La protagonista quiere que se escuche su versión de los hechos. Que se reconozca que decía la verdad. Que le quiten una etiqueta que no le pertenece.
Pero eso no se puede pedir. No hay formulario para limpiar un nombre. No hay trámite para corregir una injusticia simbólica. Y cuando algo no entra en el sistema, simplemente no existe.
El libro avanza con esa incomodidad. La burocracia responde con reglas, con funciones claras, con palabras que suenan humanas, pero no hacen nada. El caso de Li Xuelian no tiene cabida, y por eso se vuelve interminable. Ella insiste incansablemente, volviéndose incómoda para un sistema que no tiene cómo contenerla, haciendo que todos se sorprendan de su persistencia.

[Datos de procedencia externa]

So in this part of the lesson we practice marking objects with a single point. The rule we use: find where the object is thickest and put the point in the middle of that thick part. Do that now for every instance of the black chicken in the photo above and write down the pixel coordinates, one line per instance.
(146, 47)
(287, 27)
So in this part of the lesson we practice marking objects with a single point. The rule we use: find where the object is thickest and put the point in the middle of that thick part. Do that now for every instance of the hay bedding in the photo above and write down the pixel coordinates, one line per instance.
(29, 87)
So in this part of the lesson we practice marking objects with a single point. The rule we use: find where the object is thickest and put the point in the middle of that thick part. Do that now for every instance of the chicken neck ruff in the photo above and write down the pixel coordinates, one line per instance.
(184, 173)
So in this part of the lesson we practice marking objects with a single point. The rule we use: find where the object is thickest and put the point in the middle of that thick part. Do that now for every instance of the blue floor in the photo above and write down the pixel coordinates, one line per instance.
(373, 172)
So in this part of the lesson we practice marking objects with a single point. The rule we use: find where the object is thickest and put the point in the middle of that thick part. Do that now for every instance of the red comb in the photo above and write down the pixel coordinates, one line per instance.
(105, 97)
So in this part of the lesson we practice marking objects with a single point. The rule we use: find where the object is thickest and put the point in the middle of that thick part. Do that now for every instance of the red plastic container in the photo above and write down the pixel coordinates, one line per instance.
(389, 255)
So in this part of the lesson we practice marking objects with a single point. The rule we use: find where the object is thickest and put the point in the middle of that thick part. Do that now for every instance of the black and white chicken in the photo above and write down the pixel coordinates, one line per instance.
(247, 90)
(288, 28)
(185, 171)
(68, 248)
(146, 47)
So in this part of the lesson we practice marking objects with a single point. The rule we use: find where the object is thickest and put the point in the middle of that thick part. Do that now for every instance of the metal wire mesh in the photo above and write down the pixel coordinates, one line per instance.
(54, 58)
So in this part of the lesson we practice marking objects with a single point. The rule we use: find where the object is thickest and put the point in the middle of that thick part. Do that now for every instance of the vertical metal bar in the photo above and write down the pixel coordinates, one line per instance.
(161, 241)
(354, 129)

Acompañarla durante tantos años de lucha me desgastó. Por un lado, entendía que lo que pedía no tenía solución institucional. Por otro, comprendía por qué no podía soltarlo. Y, a pesar de lo repetitivo del libro, seguí leyendo por la curiosidad de saber cómo se iba a resolver.
Al final, Li Xuelian y sus demandas se borran, se desvanecen. No por rendirse, sino porque no había forma de existir dentro de lo que el sistema podía procesar.
Lo siento como un relato que muestra cómo las personas pueden quedar fuera cuando las reglas pesan más que las vidas que dicen organizar.